ASALM was not scramjet at all, it was just an ordinary subsonic combustion ramjet, with part of its technological roots dating all the way back to World War 2. It had a supersonic inlet, a large but mild-expansion nozzle, and a dump combustor for its flame stabilization. It was fueled with RJ-5, a synthetic strongly resembling kerosene.
Unlike the two scramjets, ASALM had an “integral booster” packaged entirely within its engine, not a huge booster stage out behind, to be dropped off. The takeover Mach number with ASALM was Mach 2.5, so the booster could be much smaller in any event.
It was not a waverider, but it did fly on supersonic body lift without any wings. ASALM had a very clean, low-drag "dart" shape, which is a part of how it accidentally reached Mach 6 in that runaway test flight.
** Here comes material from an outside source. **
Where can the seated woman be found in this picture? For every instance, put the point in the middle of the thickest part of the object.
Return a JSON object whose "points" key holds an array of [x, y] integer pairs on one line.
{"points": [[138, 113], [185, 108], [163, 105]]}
I got to work on several related technology projects associated with ASALM, and to participate in the engineering done around the booster inside that combustor. A lot of the same technology went into other ramjet engines I worked on.
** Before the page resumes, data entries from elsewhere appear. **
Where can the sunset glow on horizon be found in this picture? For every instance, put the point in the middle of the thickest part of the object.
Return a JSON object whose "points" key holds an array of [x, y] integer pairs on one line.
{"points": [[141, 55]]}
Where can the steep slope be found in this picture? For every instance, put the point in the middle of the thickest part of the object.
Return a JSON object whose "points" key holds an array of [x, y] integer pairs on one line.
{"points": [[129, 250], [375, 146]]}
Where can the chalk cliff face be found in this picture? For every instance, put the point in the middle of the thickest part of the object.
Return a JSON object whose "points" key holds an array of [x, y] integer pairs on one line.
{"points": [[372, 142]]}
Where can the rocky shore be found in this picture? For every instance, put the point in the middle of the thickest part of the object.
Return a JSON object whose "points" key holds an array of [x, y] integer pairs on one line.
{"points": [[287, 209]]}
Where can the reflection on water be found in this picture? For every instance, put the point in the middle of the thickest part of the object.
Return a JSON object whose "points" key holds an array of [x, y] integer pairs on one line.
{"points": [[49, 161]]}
The NASA X-43A guys named ASALM as the setter of the record they finally broke in 2004, but they didn't know what ASALM was, or what kind of engine it had. I guess they were just too young: ASALM was well before their time.
Opinion
USAF's design mission for that scramjet missile technology could be done easier, cheaper, and "right now" by marrying existing ICBM technology with existing ramjet cruise missile technology (like ASALM). Put your supersonic ramjet cruise missile inside a re-entry shroud, and stick that on top of an ordinary ICBM. Flight time is 17 minutes to the other side of the world, then you cruise to target in the Mach 3 to 4 range, at around 60-80,000 feet, and finally you dive onto your target at around Mach 5 to 6. If you are attacking fixed geographic coordinates, there is not time for simple inertial guidance to drift.
As I said before, simple. Easy. Cheap.
My question to USAF is: why cruise hypersonic down in the air with all that friction heat and shock loss nonsense, when you don't have to? Actually, the very same question applies to supersonic/hypersonic transport aircraft proposals, too."